It is a general principle of criminal jurisprudence that “incomplete crimes,” as they are called, such as attempt, and conspiracy to commit a crime, should not be punished as severely as the full, completed crime. It was on this principle that at common law an attempt to commit even the gravest felony, such as murder, was only a misdemeanor. Other codes maintain this principle. * * *
The Pennsylvania code has no general section on attempts, but in a haphazard manner, in providing for some crimes, provides for the attempt to commit the same, and in some cases has no provision for such attempts. A study of those cases in which provision for punishing the attempt is made, shows an entire absence of any theory or principle in assessing the punishment. Thus the penalty for the attempt to commit arson is the same as for the crime of arson itself; for the attempt to commit robbery, the same as for the completed robbery; but the attempt to commit murder is not punished with the same penalty as murder, viz.: death, or twenty years’ imprisonment, but by seven years’ imprisonment only.
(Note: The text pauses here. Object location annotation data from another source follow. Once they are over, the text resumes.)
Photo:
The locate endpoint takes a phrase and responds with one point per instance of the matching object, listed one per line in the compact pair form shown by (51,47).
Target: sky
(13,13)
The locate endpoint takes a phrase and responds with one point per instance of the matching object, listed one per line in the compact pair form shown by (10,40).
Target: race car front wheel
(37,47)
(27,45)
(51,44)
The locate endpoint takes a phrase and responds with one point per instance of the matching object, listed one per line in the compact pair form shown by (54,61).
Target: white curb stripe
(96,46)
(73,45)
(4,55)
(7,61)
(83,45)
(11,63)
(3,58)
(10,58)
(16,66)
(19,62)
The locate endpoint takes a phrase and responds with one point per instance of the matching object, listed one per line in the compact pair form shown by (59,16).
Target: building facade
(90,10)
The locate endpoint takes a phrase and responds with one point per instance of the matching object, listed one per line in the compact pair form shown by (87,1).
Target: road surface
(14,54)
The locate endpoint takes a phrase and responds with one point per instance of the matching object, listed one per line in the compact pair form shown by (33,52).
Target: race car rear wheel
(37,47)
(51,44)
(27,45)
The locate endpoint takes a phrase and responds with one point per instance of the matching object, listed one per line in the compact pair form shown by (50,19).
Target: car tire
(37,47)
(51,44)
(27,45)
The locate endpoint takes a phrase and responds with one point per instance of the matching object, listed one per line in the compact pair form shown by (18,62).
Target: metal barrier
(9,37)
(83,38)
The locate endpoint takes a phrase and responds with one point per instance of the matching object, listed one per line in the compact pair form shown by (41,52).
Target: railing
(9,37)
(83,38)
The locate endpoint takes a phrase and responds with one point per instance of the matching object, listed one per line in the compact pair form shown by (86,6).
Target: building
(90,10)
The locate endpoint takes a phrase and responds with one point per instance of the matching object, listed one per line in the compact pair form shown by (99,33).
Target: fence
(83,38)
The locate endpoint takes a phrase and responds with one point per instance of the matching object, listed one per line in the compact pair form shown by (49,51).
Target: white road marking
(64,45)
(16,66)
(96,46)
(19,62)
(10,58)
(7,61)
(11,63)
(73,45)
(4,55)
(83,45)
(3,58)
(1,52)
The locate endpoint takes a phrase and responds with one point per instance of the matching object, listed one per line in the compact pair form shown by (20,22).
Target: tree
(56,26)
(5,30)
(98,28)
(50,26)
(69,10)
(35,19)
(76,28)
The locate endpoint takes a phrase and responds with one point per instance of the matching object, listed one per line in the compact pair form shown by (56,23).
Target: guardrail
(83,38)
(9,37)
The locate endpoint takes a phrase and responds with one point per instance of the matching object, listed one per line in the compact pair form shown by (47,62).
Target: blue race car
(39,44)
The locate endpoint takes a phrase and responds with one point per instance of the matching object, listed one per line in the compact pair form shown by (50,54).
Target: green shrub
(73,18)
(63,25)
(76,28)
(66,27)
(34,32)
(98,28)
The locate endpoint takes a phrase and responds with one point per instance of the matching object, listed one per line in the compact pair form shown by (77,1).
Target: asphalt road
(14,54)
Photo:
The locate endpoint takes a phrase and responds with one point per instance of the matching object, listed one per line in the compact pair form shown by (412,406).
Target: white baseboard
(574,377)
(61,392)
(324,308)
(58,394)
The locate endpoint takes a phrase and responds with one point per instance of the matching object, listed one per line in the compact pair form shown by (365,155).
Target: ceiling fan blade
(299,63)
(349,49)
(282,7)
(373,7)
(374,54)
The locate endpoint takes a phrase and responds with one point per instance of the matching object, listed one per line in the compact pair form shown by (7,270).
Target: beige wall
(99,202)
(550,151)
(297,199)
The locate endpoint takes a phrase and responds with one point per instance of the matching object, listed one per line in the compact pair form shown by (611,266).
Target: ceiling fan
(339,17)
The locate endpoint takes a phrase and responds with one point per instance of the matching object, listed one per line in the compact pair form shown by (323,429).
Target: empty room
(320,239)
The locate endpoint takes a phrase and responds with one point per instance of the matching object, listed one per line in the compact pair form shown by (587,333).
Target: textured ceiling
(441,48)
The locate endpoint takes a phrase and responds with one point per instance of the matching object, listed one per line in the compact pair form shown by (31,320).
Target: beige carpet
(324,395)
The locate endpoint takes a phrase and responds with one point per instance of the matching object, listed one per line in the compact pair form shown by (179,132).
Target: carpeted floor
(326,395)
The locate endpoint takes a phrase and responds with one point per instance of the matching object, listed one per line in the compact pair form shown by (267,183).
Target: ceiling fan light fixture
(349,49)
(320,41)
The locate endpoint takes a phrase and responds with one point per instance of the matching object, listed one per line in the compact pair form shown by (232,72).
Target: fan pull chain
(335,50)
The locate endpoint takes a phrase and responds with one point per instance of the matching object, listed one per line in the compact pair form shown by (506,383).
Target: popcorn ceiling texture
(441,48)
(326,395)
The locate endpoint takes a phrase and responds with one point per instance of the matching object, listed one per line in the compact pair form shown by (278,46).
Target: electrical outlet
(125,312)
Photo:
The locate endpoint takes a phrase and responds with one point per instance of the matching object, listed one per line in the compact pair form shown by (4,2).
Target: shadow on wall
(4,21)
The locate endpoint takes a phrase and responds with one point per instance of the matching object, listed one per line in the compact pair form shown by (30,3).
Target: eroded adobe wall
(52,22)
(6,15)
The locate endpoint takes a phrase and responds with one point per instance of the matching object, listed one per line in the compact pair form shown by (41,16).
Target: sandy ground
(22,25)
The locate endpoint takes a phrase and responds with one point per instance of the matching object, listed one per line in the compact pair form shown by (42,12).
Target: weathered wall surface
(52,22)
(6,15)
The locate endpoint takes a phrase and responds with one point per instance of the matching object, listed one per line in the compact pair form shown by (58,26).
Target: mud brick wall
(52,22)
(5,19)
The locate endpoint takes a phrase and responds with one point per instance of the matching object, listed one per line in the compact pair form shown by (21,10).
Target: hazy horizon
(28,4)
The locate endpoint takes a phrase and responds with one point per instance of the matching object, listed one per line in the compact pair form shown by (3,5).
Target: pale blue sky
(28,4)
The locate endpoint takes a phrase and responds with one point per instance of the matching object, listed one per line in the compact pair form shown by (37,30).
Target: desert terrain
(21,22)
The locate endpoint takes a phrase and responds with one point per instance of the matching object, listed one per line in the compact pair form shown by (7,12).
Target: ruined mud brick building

Instances of Lack of Co-ordination in Drafting.
Two strikers separately determine to wreck a passenger train: one removes a rail from the road over which a train is scheduled to pass; another cuts the telegraph wire to prevent the train dispatcher from stopping the train from running into a wreck. The first striker would come within the terms of Section 7 of the Act of 1911 and could be sentenced to pay a fine of $10,000 and suffer imprisonment for ten years; the second man would come within the terms of Section 147 of the Act of 1860 and could not be fined more than $500 or imprisoned more than twelve months. * * *
If the executor made way with a horse belonging to the estate, his maximum imprisonment would be still two years; but if the butler made way with another horse he might receive ten years as a penalty. If a mule would serve the butler’s purpose as well as a horse he had better take the mule, for then he could not be sentenced for more than three years; if the mule were not swift enough, however, he might choose an automobile, for the maximum imprisonment for stealing an automobile is the same as that for larceny of the mule, being less than one-third of that for larceny of a horse.
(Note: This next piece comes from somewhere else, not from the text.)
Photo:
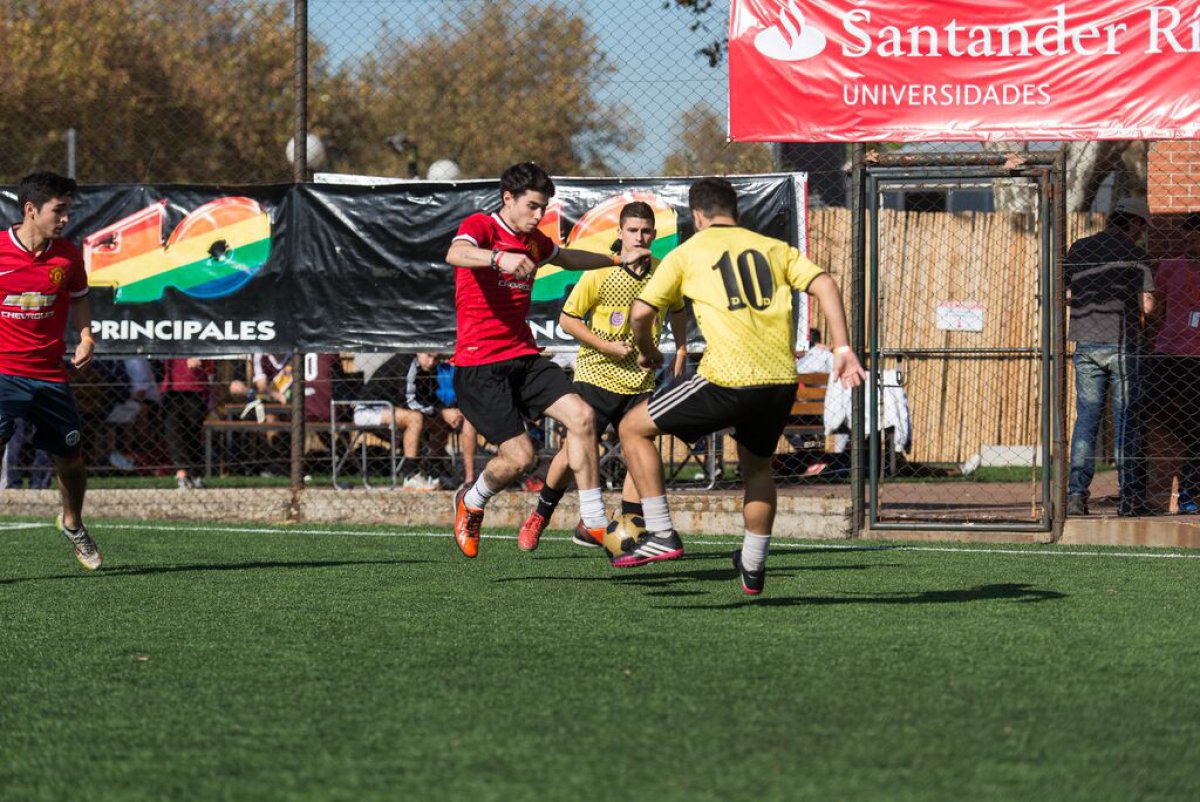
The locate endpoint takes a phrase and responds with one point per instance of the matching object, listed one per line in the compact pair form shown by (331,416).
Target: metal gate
(964,343)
If the driver of a public “coachee” by “wanton and furious driving or racing” unintentionally breaks a chicken’s leg he may be punished by five years’ imprisonment, the same punishment provided for attempted rape, for mayhem, for counterfeiting, and for robbery; but if the driver of a taxicab is guilty of the same assault on a member of the feathered tribe he is not even indictable. If the driver of this “coachee,” while so driving, should accidentally inflict the slightest personal injury on another, he would be liable to greater punishment than if he deliberately stabbed that other with intent to maim him, or wilfully and maliciously exploded dynamite under him, thus doing him serious bodily harm. This violates one of the cardinal principles of criminal jurisprudence, viz., that crimes of negligence are not so grave as crimes done with deliberate intent, a principle recognized in other parts of the code in providing for murder and involuntary manslaughter. * * *
The writer has attempted to point out in this paper some of the more glaring and interesting defects in the code. He has by no means exhausted them. There is a great need for a complete revision of the code. It is a jumble of inconsistent theories; a great many sections are badly drawn, others are obsolete; many are inconsistent, many are in conflict; there is much overlapping due to different acts having been passed at different times covering in part the same subject matter, so that it cannot be told whether a given crime should be punished under one section or another prescribing a different punishment.
Governor Brumbaugh has appointed the following on the Commission to revise the Criminal Code of the Commonwealth: Edwin M. Abbott, Chairman, Philadelphia; Wm. E. Mikell, Secretary, Philadelphia; George C. Bradshaw, Pittsburgh; Clarence E. Coughlin, Wilkes-Barre; Rex N. Mitchell, Punxsutawney.